John Gabriel Borkman, review: not even Simon Russell Beale can shore up Ibsen’s financial-crisis drama

Simon Russell Beale in John Gabriel Borkman, at the Bridge Theatre - Manuel Harlan
Simon Russell Beale in John Gabriel Borkman, at the Bridge Theatre - Manuel Harlan

What a week for Nicholas Hytner’s production (pandemic-delayed by two years) of Ibsen’s late play about the aftermath of self-inflicted financial disaster to land on stage, across the Thames from the jittery City of London.

But what should seem gripping and on-the-money proves frustratingly in need of a theatrical stimulus, and even the trusty bazooka of Simon Russell Beale in the lead lacks full fire-power. Given the talent on board, the deficit is odd. Disgraced banker Borkman fascinatingly resembles a forerunner of fraudsters Charles Ponzi and Bernie Madoff: his chicanery, betrayed by an ally, saw this master of the universe become a pariah after prison, emerging into a winter of isolation.

Thud-thud go Borkman’s feet above the living-room where his estranged wife Gunhild (a plaintive Clare Higgins) sits sulking. That constant clumping vividly articulates his torment and the knock-on psychological torture. The brisk evening’s problems start when Lucinda Coxon’s text gets going.

She has set the action in contemporary Oslo; we’re a world away from jingling sleighs. And JGB’s remaining friend, Foldal, is here a failed novelist, not a poet. Yet the familial and social dynamics remain antiquated – today’s shame engine, the internet, isn’t factored in; self-made Borkman, a miner’s son, identifies with Napoleon and fetishises the iron ore buried in the bowels of the earth. So, neither he nor his milieu feel fully “here and now”.

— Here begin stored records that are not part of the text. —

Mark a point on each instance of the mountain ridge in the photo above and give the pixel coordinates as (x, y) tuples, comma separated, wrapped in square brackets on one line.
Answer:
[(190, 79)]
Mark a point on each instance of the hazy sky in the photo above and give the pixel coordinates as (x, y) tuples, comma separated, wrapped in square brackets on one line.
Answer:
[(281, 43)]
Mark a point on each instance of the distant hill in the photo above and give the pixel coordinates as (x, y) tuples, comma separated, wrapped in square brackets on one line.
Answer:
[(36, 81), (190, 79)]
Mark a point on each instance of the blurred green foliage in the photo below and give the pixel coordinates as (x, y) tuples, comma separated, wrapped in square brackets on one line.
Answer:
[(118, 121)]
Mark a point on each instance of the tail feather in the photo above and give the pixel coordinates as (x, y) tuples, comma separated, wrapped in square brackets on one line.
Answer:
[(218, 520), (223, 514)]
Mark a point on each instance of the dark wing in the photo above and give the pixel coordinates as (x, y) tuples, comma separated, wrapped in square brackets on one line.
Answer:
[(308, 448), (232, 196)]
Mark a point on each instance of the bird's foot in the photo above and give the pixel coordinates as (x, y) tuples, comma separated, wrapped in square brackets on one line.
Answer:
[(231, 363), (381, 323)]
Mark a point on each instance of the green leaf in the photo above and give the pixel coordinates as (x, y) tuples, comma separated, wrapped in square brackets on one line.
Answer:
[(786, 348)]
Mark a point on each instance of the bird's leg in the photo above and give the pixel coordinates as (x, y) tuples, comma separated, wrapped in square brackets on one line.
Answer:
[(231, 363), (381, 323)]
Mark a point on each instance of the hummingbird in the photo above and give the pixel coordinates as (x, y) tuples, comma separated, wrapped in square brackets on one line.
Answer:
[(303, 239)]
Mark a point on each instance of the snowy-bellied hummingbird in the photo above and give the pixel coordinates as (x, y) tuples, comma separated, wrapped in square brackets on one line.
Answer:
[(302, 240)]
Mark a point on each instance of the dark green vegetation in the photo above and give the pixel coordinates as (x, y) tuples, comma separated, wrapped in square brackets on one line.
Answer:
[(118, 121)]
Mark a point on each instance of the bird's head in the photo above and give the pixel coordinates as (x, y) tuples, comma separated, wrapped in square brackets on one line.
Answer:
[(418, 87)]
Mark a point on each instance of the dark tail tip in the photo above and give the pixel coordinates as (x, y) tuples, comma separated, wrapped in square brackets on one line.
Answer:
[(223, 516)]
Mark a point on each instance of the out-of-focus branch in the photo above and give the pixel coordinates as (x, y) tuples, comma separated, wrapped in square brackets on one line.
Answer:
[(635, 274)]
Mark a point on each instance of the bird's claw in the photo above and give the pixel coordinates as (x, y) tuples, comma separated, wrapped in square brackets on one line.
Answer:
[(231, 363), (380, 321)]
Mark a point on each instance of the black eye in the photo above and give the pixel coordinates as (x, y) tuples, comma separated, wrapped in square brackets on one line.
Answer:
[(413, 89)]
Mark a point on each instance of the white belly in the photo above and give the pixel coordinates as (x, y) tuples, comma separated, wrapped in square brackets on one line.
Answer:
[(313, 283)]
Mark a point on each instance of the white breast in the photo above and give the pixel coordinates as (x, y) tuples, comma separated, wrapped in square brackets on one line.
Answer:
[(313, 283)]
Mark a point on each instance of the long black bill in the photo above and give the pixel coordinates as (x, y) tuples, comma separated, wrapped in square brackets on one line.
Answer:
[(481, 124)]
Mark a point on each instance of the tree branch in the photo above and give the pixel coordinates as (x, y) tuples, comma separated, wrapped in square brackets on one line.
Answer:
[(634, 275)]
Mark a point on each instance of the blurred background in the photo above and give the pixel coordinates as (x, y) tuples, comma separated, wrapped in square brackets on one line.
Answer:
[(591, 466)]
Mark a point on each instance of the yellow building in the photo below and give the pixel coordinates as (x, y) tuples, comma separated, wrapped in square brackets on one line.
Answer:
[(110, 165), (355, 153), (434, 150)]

This halfway-house part-enables the later shift into a mystical gear when he slips his cage and, in a doomy gesture, makes a fresh ascent, up in the mountains. But more specifics would help. The fairly schematic nature of the original is treacherous enough; having made some strides in innovation, Coxon needs to go the extra mile.

Not helped by an airy set-design that strands items of furniture (including an encumbering low sofa) and oddly perches the piano-playing Frida Foldal (deft Daisy Ou), a stiff, creaky Beale isn’t quite in his element, though he looks the part with his ship-wrecked mariner’s beard and stern aura of self-absorption.

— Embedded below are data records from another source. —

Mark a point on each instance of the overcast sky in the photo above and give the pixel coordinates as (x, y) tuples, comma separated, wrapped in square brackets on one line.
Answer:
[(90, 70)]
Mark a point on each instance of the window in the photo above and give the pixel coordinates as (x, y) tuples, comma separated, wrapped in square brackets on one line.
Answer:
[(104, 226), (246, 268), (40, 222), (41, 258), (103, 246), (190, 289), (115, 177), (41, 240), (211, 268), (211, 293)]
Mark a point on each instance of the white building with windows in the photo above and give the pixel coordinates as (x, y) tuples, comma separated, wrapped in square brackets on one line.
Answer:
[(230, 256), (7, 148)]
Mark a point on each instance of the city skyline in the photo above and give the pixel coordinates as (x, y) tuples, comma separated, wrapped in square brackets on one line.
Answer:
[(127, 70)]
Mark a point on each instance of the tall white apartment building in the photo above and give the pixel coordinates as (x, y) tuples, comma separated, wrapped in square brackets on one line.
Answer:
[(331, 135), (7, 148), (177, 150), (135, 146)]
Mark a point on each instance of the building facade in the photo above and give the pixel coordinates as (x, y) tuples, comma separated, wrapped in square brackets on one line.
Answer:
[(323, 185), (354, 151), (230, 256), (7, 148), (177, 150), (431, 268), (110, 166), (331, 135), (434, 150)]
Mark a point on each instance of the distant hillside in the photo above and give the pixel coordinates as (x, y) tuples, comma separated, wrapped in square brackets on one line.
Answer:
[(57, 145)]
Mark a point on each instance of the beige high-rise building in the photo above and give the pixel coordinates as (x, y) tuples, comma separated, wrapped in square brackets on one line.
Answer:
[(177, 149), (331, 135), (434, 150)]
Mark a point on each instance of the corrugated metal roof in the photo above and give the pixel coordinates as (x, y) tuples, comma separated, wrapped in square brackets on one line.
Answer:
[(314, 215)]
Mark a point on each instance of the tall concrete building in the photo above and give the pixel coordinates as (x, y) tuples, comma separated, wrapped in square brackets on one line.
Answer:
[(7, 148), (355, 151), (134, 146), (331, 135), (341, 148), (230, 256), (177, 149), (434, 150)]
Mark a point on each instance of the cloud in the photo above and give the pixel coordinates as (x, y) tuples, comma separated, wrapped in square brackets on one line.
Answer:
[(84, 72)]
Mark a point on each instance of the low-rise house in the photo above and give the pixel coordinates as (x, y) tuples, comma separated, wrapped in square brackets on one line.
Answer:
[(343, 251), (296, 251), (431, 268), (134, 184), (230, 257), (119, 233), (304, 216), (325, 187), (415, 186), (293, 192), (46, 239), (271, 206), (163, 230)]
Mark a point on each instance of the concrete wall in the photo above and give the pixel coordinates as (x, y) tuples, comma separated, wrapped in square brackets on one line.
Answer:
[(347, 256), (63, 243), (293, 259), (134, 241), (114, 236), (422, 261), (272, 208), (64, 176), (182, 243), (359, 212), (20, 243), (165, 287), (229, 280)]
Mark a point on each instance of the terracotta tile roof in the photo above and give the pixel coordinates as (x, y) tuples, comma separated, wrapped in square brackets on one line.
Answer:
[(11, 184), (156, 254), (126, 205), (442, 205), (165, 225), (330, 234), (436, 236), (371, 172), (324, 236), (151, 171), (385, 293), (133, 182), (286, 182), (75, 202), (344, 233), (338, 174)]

For all the character’s misogyny, he enlists our sympathy: sitcom-funny alongside Michael Simkins as the equally self-deceiving Foldal, while shards of buried pain go rivetingly flying in his confrontations with a pale, frail Lia Williams as the terminally sick sister-in-law he romantically threw over to climb the corporate ladder. Sour, regretful Ibsen still has much to tell us about the human cost of success – but his grim tidings need lustier pickaxe strokes.